Methods Data from the Drakenstein Child Health Study, a South African birth cohort, were analysed (n=270). Lung function was measured at 6 weeks and 1 year of age, and lower respiratory tract infection episodes were documented. We measured pre- and postnatal PM10 exposures using devices placed in homes, and prenatal tobacco smoke exposure using maternal urine cotinine levels. Genetic risk scores determined from associations with childhood-onset asthma in the UK Biobank were used to investigate effect modifications.

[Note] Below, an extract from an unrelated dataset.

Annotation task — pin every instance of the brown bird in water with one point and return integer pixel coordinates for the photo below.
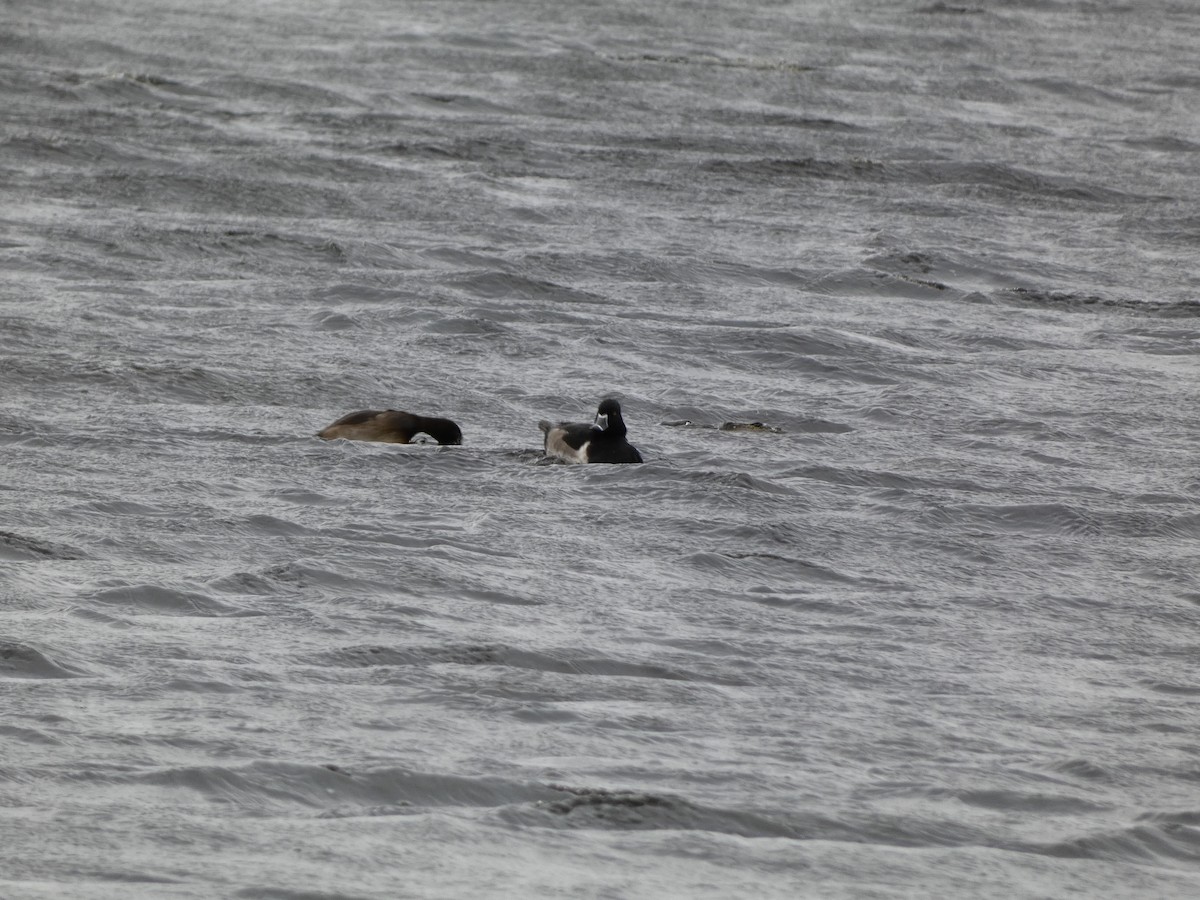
(391, 426)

Results Pre- and postnatal exposure to PM10 as well as maternal smoking during pregnancy were associated with reduced lung function at 6 weeks and 1 year as well as with lower respiratory tract infection in the first year. Due to a significant interaction between the genetic risk score and prenatal exposure to PM10, infants carrying more asthma-related risk alleles were more susceptible to PM10-associated reduced lung function (pinteraction=0.007). This interaction was stronger in infants with Black African ancestry (pinteraction=0.001) and nonexistent in children with mixed ancestry (pinteraction=0.876).

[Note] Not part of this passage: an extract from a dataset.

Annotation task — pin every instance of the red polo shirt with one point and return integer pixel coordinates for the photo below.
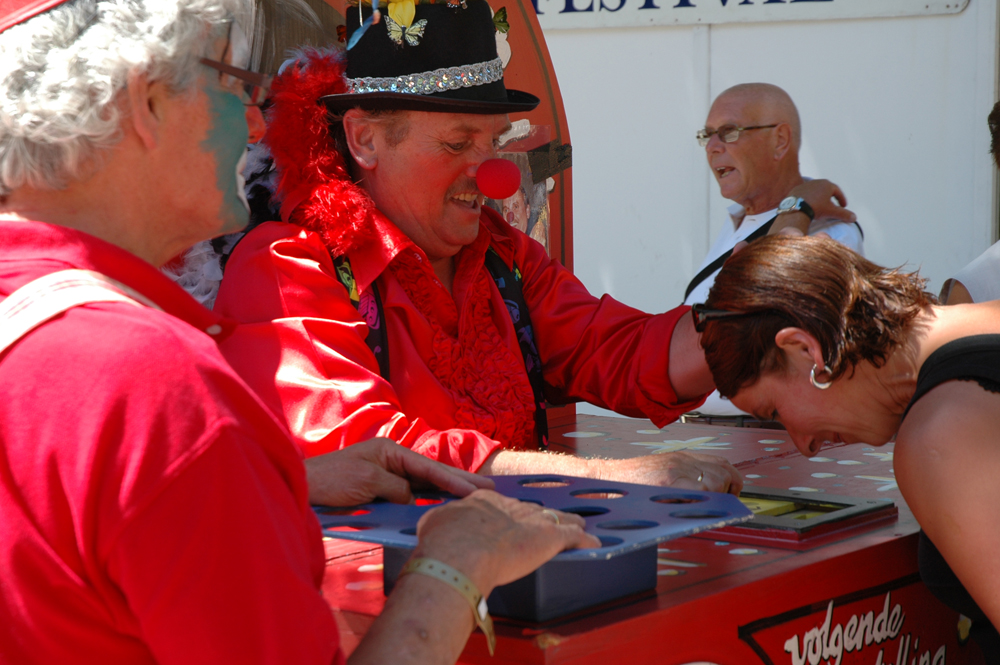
(150, 509)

Conclusions PM10 and maternal smoking exposures were associated with reduced lung function, with a higher susceptibility for infants with an adverse genetic predisposition for asthma that also depended on the infant's ancestry.
Abstract
Our findings from a South African birth cohort study show an association of indoor air pollution with reduced lung function at 6 weeks and 1 year of age, with a higher susceptibility in children with a genetic predisposition for asthma http://bit.ly/2NpkGRr
Introduction
Indoor air pollution and tobacco smoke exposure are important risk factors for child health, with infants being a highly susceptible subgroup [1]. According to the Global Burden of Disease, Injuries and Risk Factors Study 2015, air pollution is the biggest environmental cause of death worldwide, with indoor air pollution accounting for about 2.9 million deaths and 85.6 million disability-adjusted life-years in 2015 [2]. Indoor air pollution arises from domestic activities of cooking, heating and lighting, particularly in low- and middle-income countries (LMICs). Three billion people worldwide are exposed to toxic amounts of indoor air pollution every day because they use solid fuels, a term that includes biomass fuels (derived from plant sources) and coal for combustion [1].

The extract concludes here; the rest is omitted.